The problem lies in the fact that the significant drop in hardware revenue isn't their only disappointing news. IBM's earnings slightly exceeded Wall Street's consensus expectations only because the tax rate was lower than previously forecasted.
"In the past three quarters, IBM has missed revenue expectations twice, and there were also issues with profits, which is very rare," UBS analyst Steve Milunovich downgraded IBM's rating to neutral and reduced his 2014 financial forecast for the company. He stated that although the company's performance might improve in 2014, he believes the next two quarters "probably won't be very encouraging."
He wrote in his research report last week: "Poor recent performance, along with questions about their ability to grow profits in the future, are things we cannot ignore."
CEO Virginia Rometty quickly took action. The Wall Street Journal reported last week that in an internal email to employees, she expressed her concerns, stating that the company needs to "do better." In the email, she wrote: "Our culture is that performance determines income, and all of us have a responsibility to take action to address our underperformance."
Rometty also made adjustments to the leadership team, removing senior vice president James Bramante, who had been responsible for the company's various growth businesses, including those in China.
IBM's competitor HP (HPQ) has also encountered similar difficulties in its high-end hardware business.

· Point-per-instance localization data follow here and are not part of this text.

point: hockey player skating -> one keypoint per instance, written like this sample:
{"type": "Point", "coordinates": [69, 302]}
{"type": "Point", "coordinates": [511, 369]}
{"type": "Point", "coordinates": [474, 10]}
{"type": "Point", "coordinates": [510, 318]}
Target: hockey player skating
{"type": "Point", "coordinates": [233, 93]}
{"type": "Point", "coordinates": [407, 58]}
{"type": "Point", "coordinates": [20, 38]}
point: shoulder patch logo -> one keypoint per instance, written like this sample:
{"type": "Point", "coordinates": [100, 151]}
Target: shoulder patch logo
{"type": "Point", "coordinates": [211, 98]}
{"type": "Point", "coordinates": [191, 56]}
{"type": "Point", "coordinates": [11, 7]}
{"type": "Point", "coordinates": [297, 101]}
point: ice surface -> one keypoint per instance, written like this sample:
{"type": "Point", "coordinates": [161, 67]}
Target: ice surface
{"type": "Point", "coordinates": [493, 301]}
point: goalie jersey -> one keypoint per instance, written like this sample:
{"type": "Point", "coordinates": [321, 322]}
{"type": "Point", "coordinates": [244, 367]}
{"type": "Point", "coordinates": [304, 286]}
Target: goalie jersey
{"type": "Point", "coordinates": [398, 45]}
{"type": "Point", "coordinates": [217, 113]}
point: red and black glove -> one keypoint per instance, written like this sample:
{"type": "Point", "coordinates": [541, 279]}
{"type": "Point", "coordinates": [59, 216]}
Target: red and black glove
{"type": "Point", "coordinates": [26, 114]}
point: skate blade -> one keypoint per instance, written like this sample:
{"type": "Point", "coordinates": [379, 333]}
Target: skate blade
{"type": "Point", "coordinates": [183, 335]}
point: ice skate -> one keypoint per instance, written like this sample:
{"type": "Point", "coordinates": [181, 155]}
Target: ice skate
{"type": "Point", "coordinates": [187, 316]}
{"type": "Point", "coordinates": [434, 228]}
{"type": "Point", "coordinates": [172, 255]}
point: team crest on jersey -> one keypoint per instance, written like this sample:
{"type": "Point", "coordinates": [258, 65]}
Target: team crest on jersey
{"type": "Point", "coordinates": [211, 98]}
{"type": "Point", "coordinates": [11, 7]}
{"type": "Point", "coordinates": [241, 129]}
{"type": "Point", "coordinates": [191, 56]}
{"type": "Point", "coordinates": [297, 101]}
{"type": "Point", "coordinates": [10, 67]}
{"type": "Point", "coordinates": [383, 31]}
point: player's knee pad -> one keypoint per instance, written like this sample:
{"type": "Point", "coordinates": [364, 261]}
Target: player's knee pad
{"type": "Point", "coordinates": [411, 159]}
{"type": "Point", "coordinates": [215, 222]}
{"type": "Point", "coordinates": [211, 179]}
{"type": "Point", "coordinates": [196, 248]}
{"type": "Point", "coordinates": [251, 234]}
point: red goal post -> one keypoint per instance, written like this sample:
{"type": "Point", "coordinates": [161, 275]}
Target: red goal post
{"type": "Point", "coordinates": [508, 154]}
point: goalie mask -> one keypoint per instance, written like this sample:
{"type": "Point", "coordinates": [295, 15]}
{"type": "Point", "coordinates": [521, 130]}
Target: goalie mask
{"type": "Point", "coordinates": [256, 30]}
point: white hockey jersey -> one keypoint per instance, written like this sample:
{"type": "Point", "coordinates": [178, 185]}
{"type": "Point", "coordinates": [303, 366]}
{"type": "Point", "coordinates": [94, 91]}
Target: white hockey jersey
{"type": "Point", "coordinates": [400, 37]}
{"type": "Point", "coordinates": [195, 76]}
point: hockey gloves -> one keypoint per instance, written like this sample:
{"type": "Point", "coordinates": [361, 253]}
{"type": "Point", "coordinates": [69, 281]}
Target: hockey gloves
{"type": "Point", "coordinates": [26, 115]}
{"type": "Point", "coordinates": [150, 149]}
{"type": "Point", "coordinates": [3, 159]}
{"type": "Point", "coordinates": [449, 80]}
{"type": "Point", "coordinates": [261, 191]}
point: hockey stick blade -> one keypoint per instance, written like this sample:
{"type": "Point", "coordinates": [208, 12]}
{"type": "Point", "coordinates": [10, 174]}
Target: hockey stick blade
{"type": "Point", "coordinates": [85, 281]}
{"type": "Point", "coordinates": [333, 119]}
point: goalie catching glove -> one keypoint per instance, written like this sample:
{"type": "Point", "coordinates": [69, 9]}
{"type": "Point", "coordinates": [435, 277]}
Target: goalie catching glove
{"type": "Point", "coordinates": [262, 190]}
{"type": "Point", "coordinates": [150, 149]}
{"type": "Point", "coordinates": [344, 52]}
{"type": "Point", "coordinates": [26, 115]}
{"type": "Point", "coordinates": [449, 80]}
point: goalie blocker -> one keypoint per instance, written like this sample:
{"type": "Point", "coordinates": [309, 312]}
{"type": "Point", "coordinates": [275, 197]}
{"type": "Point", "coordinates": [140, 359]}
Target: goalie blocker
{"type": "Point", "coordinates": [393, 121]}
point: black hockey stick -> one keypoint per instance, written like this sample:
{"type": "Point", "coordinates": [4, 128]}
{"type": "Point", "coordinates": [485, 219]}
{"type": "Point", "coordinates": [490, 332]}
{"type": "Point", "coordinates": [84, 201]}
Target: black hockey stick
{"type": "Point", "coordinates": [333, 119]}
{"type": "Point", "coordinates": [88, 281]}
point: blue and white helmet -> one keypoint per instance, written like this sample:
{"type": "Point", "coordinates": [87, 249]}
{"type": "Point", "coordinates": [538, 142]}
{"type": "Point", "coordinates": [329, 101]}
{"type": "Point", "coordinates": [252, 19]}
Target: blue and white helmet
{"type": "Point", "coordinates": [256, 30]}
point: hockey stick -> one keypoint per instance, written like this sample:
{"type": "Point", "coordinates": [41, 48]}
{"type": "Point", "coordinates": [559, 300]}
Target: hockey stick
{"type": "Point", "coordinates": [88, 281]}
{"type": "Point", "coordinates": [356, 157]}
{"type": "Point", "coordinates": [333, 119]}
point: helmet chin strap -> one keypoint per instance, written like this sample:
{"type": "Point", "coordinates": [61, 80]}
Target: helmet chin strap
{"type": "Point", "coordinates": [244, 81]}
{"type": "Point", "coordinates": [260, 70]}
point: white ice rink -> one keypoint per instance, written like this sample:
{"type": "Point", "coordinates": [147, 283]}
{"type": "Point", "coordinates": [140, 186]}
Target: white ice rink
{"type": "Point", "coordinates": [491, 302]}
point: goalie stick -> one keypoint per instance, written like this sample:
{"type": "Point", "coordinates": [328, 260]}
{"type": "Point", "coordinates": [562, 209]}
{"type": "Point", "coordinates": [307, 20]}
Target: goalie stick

These businesses have been affected because some enterprise customers are abandoning their expensive server products in favor of cheaper, commodity-based servers they build themselves.
Although there are indeed industry-wide trends at play, IBM's miss on expectations was too large for some observers not to start questioning whether the company itself has problems. "A key question is whether IBM's weakness is based on macro industry issues or is unique to them," Bernstein Research analyst Toni Sacconaghi pointed out in a research note, noting that IBM's poor software performance and troubles in the Chinese market "are increasingly concerning compared to other players in the industry."
However, Sacconaghi does not believe that IBM's profit machine has broken down. "Ultimately, we believe it's not the case; the deterioration in company performance is mainly due to issues in the hardware business (and to some extent, the rapid change in the yen exchange rate), which is not a particularly serious problem going forward," he said.
Nevertheless, it is undeniable that the tone on Wall Street is changing, with some analysts doubting whether the company can achieve its long-term goal of $20 per share in earnings by 2015. Milunovich stated that although he believes the 2015 target is "still attainable, but no longer easy," the "company's credibility is now indeed very low." FactSet Research data shows that 55% of analysts have given the stock a "hold" rating, up significantly from 48% in the previous quarter.
Brian Marshall of ISI Group believes that IBM "needs to pursue bolder and larger-scale" acquisitions rather than just considering smaller, less prominent companies as it has done in the past.
However, since taking office in January 2012, Rometty has been under pressure but has continued to address IBM's issues. Investors will continue to wait and see how she deals with the growing distrust from Wall Street.